MSC takes drydock on 13,000 mile commute
By Trish Hoffman
In the more than 200 years since the U.S. Navy was founded, the Navy has operated dozens of different types of ships - all with a unique purpose. Some of the ships were combatants, some deliver supplies and others were built to provide fleet maintenance. One such vessel is the floating drydock.
The Navy built several floating drydocks during the early 1940s to assist during World War II. These floating garages could be taken near enemy lines to repair crippled ships and keep them battle ready.
To work on a damaged ship, the floating drydock would fill her internal ballast tanks with water to semi-submerge. The damaged ship was then floated over the drydock's deck. The floating drydock's internal ballasts were emptied once the damaged ship was secure, and both rose out of the water.

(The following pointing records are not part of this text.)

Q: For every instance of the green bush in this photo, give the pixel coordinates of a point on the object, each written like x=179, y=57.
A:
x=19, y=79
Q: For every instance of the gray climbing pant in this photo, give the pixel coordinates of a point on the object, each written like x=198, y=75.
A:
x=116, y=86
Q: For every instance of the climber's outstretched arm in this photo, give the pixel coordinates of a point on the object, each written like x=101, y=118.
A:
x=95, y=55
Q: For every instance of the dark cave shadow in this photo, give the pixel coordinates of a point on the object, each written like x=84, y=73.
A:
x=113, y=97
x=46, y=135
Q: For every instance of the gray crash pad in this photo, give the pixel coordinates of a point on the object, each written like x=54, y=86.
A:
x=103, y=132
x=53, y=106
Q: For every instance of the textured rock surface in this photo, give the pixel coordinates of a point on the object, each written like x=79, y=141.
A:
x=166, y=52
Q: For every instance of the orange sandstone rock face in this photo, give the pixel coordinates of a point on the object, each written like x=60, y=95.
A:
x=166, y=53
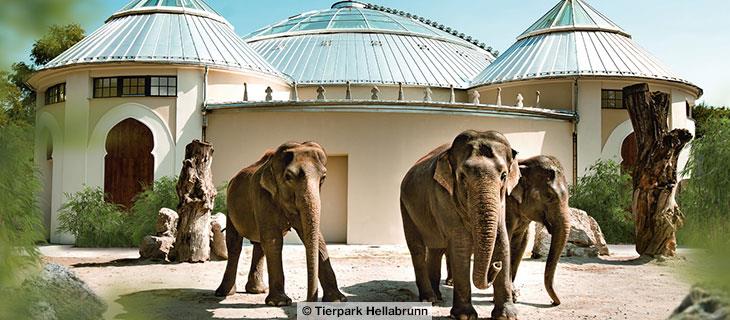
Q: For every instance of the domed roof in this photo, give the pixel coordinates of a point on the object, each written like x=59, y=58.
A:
x=364, y=43
x=572, y=40
x=168, y=32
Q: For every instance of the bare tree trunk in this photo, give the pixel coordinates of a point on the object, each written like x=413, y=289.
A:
x=196, y=192
x=655, y=177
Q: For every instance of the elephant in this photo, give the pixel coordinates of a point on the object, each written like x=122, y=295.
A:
x=265, y=200
x=541, y=196
x=453, y=200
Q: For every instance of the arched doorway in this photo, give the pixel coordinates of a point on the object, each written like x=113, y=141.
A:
x=629, y=153
x=129, y=164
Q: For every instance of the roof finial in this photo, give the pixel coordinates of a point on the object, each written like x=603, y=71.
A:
x=427, y=94
x=320, y=92
x=375, y=92
x=269, y=91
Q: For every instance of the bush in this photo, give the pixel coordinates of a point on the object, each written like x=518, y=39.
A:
x=706, y=204
x=93, y=221
x=143, y=214
x=605, y=194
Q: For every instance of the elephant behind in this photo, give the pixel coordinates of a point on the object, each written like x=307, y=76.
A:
x=266, y=200
x=453, y=200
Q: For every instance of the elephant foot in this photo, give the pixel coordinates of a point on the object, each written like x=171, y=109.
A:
x=449, y=282
x=278, y=300
x=464, y=313
x=335, y=296
x=506, y=312
x=255, y=287
x=225, y=290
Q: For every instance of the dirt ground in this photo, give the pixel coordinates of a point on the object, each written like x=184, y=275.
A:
x=615, y=287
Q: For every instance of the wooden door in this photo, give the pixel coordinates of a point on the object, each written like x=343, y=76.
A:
x=129, y=164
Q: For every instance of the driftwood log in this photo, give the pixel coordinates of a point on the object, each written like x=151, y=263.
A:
x=196, y=192
x=655, y=211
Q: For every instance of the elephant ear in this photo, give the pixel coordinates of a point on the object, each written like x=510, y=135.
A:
x=513, y=176
x=268, y=181
x=444, y=175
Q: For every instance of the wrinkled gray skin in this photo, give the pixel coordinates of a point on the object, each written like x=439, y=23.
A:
x=453, y=200
x=266, y=200
x=541, y=196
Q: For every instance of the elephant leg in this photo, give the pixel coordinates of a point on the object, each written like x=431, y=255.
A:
x=460, y=251
x=234, y=244
x=433, y=261
x=327, y=277
x=449, y=276
x=255, y=282
x=272, y=246
x=504, y=308
x=418, y=256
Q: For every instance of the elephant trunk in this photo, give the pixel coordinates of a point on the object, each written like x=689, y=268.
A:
x=485, y=209
x=310, y=216
x=559, y=231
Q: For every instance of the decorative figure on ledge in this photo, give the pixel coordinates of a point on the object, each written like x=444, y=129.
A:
x=320, y=93
x=475, y=97
x=296, y=92
x=268, y=94
x=499, y=96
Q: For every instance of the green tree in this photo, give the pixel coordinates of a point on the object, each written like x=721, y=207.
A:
x=56, y=40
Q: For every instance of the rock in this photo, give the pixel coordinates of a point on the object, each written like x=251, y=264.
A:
x=166, y=223
x=218, y=236
x=585, y=239
x=154, y=247
x=57, y=293
x=702, y=305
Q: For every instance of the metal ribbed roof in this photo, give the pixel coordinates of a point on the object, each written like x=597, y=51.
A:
x=150, y=31
x=577, y=51
x=361, y=51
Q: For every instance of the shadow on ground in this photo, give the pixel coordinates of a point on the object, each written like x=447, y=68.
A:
x=181, y=304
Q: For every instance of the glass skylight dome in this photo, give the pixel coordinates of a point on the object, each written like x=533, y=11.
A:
x=346, y=15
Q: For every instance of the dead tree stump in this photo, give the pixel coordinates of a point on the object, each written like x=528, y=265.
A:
x=196, y=192
x=655, y=211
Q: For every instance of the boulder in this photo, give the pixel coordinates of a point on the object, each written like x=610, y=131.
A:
x=702, y=305
x=218, y=236
x=166, y=223
x=57, y=293
x=155, y=247
x=585, y=239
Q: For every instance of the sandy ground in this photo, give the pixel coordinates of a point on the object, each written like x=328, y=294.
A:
x=614, y=287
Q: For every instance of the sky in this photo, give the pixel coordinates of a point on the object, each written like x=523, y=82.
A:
x=692, y=37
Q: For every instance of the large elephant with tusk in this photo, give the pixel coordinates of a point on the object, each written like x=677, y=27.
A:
x=265, y=200
x=453, y=200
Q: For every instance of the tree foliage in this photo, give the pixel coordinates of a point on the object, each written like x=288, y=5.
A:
x=605, y=194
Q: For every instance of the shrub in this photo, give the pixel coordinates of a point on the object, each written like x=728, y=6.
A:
x=605, y=194
x=143, y=214
x=706, y=204
x=93, y=221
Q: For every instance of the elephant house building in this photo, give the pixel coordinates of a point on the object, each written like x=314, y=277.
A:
x=377, y=87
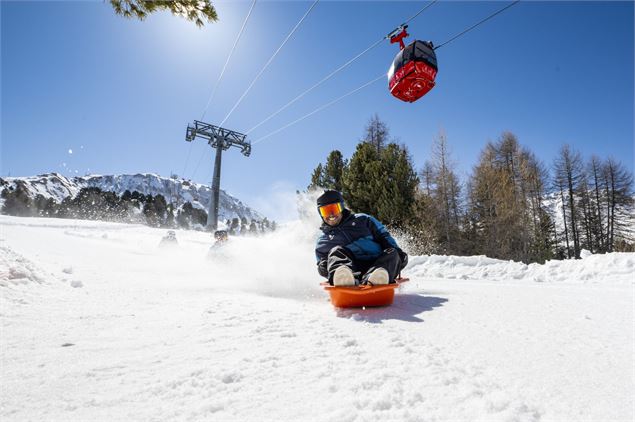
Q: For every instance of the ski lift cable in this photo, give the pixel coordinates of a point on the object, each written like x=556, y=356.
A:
x=477, y=24
x=333, y=73
x=211, y=97
x=269, y=62
x=315, y=86
x=421, y=11
x=242, y=29
x=369, y=83
x=319, y=109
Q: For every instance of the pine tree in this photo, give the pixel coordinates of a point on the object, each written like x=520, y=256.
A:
x=376, y=133
x=317, y=178
x=196, y=11
x=333, y=171
x=362, y=180
x=398, y=183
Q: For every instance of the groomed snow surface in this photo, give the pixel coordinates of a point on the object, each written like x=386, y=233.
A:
x=99, y=323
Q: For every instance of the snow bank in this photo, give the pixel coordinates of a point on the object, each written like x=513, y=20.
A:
x=17, y=270
x=614, y=268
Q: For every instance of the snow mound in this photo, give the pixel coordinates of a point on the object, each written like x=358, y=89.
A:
x=614, y=268
x=17, y=270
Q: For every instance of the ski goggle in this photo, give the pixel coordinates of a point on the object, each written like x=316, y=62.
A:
x=330, y=210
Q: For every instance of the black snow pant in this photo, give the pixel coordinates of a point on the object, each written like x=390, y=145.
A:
x=389, y=260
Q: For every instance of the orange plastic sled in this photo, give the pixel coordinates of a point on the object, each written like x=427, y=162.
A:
x=362, y=296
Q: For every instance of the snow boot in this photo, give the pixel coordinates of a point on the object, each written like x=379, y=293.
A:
x=378, y=276
x=343, y=276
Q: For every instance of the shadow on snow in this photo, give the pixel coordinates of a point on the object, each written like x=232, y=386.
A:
x=406, y=307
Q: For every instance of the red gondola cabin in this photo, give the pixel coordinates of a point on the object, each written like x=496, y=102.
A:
x=413, y=70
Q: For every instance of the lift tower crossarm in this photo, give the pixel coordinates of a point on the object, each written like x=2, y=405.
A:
x=221, y=139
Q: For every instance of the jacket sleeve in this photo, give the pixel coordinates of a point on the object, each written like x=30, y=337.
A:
x=381, y=236
x=321, y=260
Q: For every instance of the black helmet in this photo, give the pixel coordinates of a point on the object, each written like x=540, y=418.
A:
x=329, y=197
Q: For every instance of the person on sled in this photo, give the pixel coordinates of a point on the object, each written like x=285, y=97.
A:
x=221, y=240
x=355, y=248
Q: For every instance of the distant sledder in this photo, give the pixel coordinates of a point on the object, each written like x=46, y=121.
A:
x=360, y=259
x=221, y=239
x=169, y=240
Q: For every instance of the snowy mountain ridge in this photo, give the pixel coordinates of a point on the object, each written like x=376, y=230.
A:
x=177, y=191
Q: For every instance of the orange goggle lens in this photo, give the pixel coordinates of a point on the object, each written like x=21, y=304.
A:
x=330, y=209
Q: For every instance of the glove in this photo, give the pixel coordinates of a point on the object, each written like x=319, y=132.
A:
x=322, y=268
x=404, y=258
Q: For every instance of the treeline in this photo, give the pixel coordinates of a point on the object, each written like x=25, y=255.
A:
x=512, y=206
x=132, y=207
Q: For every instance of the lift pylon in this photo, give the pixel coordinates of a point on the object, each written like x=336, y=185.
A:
x=221, y=139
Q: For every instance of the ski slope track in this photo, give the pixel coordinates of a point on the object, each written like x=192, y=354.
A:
x=99, y=324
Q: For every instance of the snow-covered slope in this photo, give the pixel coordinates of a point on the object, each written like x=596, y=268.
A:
x=98, y=323
x=177, y=191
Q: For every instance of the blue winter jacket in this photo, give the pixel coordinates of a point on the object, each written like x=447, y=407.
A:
x=363, y=235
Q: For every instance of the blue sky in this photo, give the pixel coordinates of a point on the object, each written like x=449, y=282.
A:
x=119, y=93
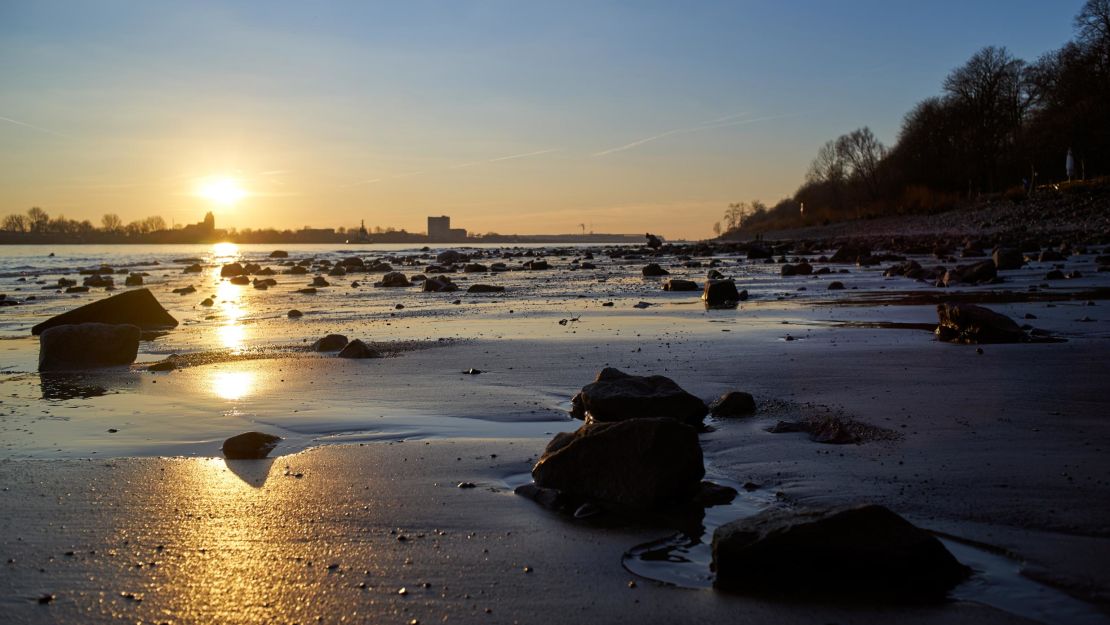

In 1945, one of the last floating drydocks to be built for the war was placed into service. Built by the Chicago Bridge and Iron Company, medium auxiliary floating drydock Resolute proved herself an invaluable asset to the war effort.
Following World War II, Resolute continued to support her country in the Korean and Vietnam Wars. In 1983, Resolute underwent an extensive overhaul and was taken to Norfolk, Va., to provide repair services to attack submarines. Twenty years later - after successfully drydocking more than 130 submarines - Resolute was deactivated after 58 years of service.
It was not long, however, until the 522-foot long Resolute was called upon again. A Navy study identified the need for additional drydock capacity in the Seattle area where several commercial shipyards routinely repair and overhaul West Coast Navy, U.S. Coast Guard and commercial ships. Resolute could fill that capacity, and she was offered for lease. The five-year lease was awarded to Todd Pacific Shipyards of Seattle.
To make the journey from Norfolk, Va., to Seattle, Resolute would have to be towed or transported on a heavy lift ship - she has no propulsion system of her own. Because of the long distance - more than 13,000 nautical miles - a heavy lift ship was the only reasonable option.
Military Sealift Command chartered heavy lift ship MV Mighty Servant I to carry Resolute. After three days of preparation, the two ships began the journey on July 10 and should arrive in Seattle by the end of August.
Heavy lift ships are designed specifically to carry large, unwieldy cargo like drydocks, damaged vessels and oil rigs.
To load their cargo, ships like the 623-foot long Mighty Servant I semi-submerge while cargo is floated on board. Once the cargo is in place, the heavy lift ship rises back to the surface - just like Resolute.
Although the process sounds simple, it takes hours for the internal ballast tanks to fill and then empty. Securing the cargo to the ship is a very exact process that can also take a long time to complete.
"The drydock is secured to Mighty Servant I by a series of landing blocks and sea fastenings, each designed to keep the drydock stable," said Jay Standring, MSC marine transportation specialist. "Such exact measurements require months of planning."
Mighty Servant I will travel from Norfolk, Va., to Seattle by going down around South America and through the Straits of Magellan. Mighty Servant I is too wide to fit through the Panama Canal. Once Resolute arrives, she will lift a variety of ships including Washington state ferries and commercial customers.
MSC has chartered heavy lift ships in the past, most notably to move the bomb-damaged, guided missile destroyer USS Cole from Yemen to the United States aboard MV Blue Marlin.